Sunday 9 March 2008

09/03/08 - even more new releases! (and a very old one)










That's right, after years of nothing, they're continuing to pile on the new music. Remember the Five Six Five track from the Freeze CD, which claimed to be from Environments II? Well, that wasn't a typing error. Here's the cover. It's described as "Where Environments 1 left off, the journey continues through dark head storms to green grass valleys future and past", covering "3 parts 59 minutes". Coming soon, this'll probably be a digital download. We know nothing of release dates, CD releases, tracklist or even whether this is old or new material. But it's pretty exciting, no? And that cover's a lot better than the awful Environments 1 cover, which we're still hoping will get an update before its CD release. Even more interesting, is a new Yage album. Yes, that alias which gave us jazzy house and minimal techno in 1992 is back. And sounds nothing like it used to. The title track to "The Woodlands Of Old" is available on the band's MySpace, and sounds much like The Amorphous Androgynous with less of an eastern influence. The band describe the album as a "New collection of tracks from FSOL's engineer/producer Yage. 19 songs 1hr 5mins". Another unexpected release. There's also a nice, professional looking cover for From The Archives Volume 4 on the page now, leading us to believe a CD release can't be that far off. This time just showing the Electronic Brain, without Shauneen Ta, it fits in stylistically with the rest of the series.

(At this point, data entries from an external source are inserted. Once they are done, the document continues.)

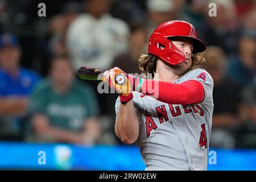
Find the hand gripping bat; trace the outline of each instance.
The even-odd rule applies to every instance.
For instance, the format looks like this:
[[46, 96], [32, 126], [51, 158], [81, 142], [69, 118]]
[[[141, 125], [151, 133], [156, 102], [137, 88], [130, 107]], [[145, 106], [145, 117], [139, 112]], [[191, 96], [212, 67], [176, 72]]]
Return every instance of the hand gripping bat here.
[[[95, 68], [84, 65], [78, 70], [79, 77], [82, 80], [102, 80], [103, 72]], [[122, 85], [125, 81], [125, 76], [119, 74], [115, 76], [115, 83]]]

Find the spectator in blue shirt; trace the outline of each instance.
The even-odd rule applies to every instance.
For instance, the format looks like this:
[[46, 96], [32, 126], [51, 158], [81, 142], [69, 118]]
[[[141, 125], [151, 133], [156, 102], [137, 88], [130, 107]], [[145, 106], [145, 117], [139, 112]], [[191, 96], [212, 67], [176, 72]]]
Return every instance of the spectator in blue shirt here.
[[20, 140], [20, 118], [26, 112], [28, 96], [39, 75], [19, 65], [22, 52], [17, 37], [0, 36], [0, 140]]

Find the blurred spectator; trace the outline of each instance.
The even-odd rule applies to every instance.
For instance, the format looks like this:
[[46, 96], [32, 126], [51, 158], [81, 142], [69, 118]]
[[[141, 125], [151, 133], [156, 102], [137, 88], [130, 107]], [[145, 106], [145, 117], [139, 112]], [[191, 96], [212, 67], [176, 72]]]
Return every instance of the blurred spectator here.
[[61, 13], [51, 19], [49, 23], [51, 32], [51, 37], [49, 41], [51, 55], [68, 53], [65, 43], [67, 31], [69, 24], [77, 17], [81, 11], [80, 3], [70, 2], [64, 6]]
[[247, 12], [243, 17], [242, 28], [256, 30], [256, 1], [254, 9]]
[[75, 80], [66, 56], [52, 60], [49, 77], [34, 90], [28, 112], [34, 131], [28, 141], [93, 144], [100, 136], [96, 98]]
[[87, 13], [71, 24], [67, 43], [76, 72], [83, 65], [109, 69], [114, 57], [127, 49], [129, 27], [109, 14], [112, 1], [85, 1]]
[[134, 24], [130, 32], [129, 49], [114, 59], [111, 67], [117, 67], [128, 73], [140, 73], [138, 59], [147, 42], [147, 30], [143, 24]]
[[0, 138], [21, 140], [20, 118], [24, 115], [30, 94], [39, 76], [19, 65], [22, 52], [17, 37], [0, 37]]
[[205, 24], [205, 14], [209, 11], [209, 2], [205, 0], [192, 0], [184, 6], [181, 19], [189, 22], [196, 28], [197, 35], [201, 37], [202, 28]]
[[238, 19], [235, 5], [232, 0], [209, 2], [216, 5], [216, 16], [210, 16], [208, 11], [205, 11], [205, 24], [202, 27], [200, 36], [207, 46], [219, 46], [229, 56], [237, 49]]
[[175, 20], [175, 4], [172, 0], [147, 0], [147, 14], [149, 18], [148, 37], [161, 23]]
[[232, 148], [234, 139], [229, 131], [238, 119], [241, 88], [226, 75], [227, 60], [224, 51], [218, 47], [208, 47], [207, 60], [203, 68], [212, 76], [214, 81], [213, 102], [210, 146]]
[[129, 25], [145, 22], [147, 20], [138, 0], [113, 1], [110, 13], [114, 17], [122, 19]]
[[256, 148], [256, 82], [243, 90], [240, 107], [242, 119], [234, 129], [237, 148]]
[[229, 76], [241, 86], [251, 82], [255, 73], [256, 30], [245, 30], [238, 42], [239, 51], [230, 61]]
[[254, 0], [234, 0], [234, 2], [237, 15], [240, 17], [256, 7], [256, 1]]

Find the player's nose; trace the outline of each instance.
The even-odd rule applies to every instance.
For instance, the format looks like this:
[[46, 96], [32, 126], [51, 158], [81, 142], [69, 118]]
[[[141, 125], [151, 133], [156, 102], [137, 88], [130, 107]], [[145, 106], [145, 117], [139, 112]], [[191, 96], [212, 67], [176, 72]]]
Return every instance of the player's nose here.
[[192, 51], [189, 47], [189, 46], [187, 46], [185, 47], [185, 55], [190, 55], [192, 54]]

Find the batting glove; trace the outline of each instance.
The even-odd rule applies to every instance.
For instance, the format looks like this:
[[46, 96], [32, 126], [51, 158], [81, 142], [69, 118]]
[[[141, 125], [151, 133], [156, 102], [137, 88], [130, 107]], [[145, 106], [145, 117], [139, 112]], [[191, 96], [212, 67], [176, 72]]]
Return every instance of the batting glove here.
[[133, 98], [133, 90], [134, 77], [126, 73], [118, 67], [114, 67], [103, 73], [102, 81], [114, 88], [119, 94], [120, 101], [126, 103]]

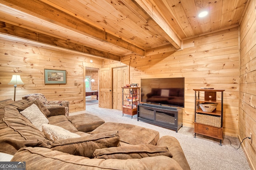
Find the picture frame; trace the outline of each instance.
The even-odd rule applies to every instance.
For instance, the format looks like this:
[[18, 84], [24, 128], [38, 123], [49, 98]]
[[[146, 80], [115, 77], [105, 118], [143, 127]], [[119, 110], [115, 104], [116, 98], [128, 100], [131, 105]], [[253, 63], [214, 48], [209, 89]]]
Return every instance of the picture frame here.
[[45, 84], [66, 84], [66, 71], [65, 70], [44, 69]]

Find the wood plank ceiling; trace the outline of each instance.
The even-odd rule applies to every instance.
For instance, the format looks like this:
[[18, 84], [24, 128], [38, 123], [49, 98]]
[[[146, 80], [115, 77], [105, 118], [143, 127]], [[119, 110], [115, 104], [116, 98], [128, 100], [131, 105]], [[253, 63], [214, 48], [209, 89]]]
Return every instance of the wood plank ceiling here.
[[1, 0], [0, 35], [120, 61], [237, 26], [248, 0]]

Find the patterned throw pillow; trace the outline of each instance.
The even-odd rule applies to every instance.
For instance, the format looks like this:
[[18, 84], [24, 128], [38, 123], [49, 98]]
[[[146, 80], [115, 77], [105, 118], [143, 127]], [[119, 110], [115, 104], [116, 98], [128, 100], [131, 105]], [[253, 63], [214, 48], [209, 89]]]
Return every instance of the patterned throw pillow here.
[[81, 137], [79, 135], [55, 125], [44, 124], [42, 125], [42, 128], [43, 132], [47, 139], [52, 141]]
[[47, 124], [49, 121], [35, 104], [27, 107], [20, 113], [28, 119], [38, 129], [42, 131], [42, 125]]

Now, in fitting with current trends, for every hundred new releases, we seem to stumble across an old Humanoid release. This Japanese import from 1988 features the same tracks as the UK version, but entirely exclusive artwork, on a special 3" CD. Thanks to (RONTXO) for finding this and for the images!
And that's about it for the minute. We're working on a nice big discography/lyrics & song info update soon to get all this information in order!

Tuesday 4 March 2008

04/03/08 - ExtremeMusic tracks

It's been discussed on the forums for a while, but it's finally time to make the information known. If you check out http://www.extrememusic.com/ you'll find a heap of apparently unreleased FSOL material. Under 'X Series', in the 'Composers' section, there are a number of pieces by Dougans/Cobain. These tracks are pieces the band have hired out for commercial use, and are not available for sale, but the full tracks can all be streamed on the site. Not is all as it seems (typically), as many of the tracks are available on the Archive series anyway. Here's a brief description of what's there...

From 'Acid Breaks':
Jaw Breaker (04.32) - actually an edit of 'Speed Ball' from Archive 4
Roid Rage (03.26) - electric guitars and funky breaks
Big Max (04.20) - acoustic guitars and breakbeats
Fly & Mash (04.52) - pre-Accelerator acid
Skunk Junk (03.25) - '5 Months 5 Acres' from Archive 4
Touching Bass (04.13) - 'G Eletro' from Dead Cities era ISDN show
Swelter Skelter (04.42) - we can only think this is a very old track, hip hop brass stabs, wah guitar and squelchy breakbeats

From 'Deep Chill':
Bubble & Peak (05.22) - 'Lizzard Crawl' from Archive 1
Ice Stage (03.44) - edit of 'Cellular Control' from Archive 2
Unreality Control (04.20) - dark, minimal trip-hop
Acid Drop (04.45) - strange guitar/FX/sax soundscape

From 'Dark Trance':
Sable Empire (03.26) - sounds like an Intelligent Communication era piece
Dearth Control (04.03) - 'Plasmatik' from Archive 4
Airless Whisper (04.20) - minimal techno
Blindside Bizarro (03.50) - breaks/trance

From 'Psychedelic Air':
Eerie Query (02.46) - dark ambient drones
Polar Rinse (03.41) - strings and sub-bass rumbles
Tinted Love (02.07) - piano piece, can't work out where it's from despite its familiarity
Stark Tower (04.55) - synth ambience
Dead Ringer (01.58) - dramatic orchestral piece

There are some very interesting pieces here - Airless Whisper, Polar Rinse, Dead Ringer and Swelter Skelter aren't anything like the FSOL we know, and it's nice to hear a full studio version of G Eletro. And they're available to listen to for free on the site, and to license out for use on films &c. - keep your ears open, you might hear one on a documentary or trailer today!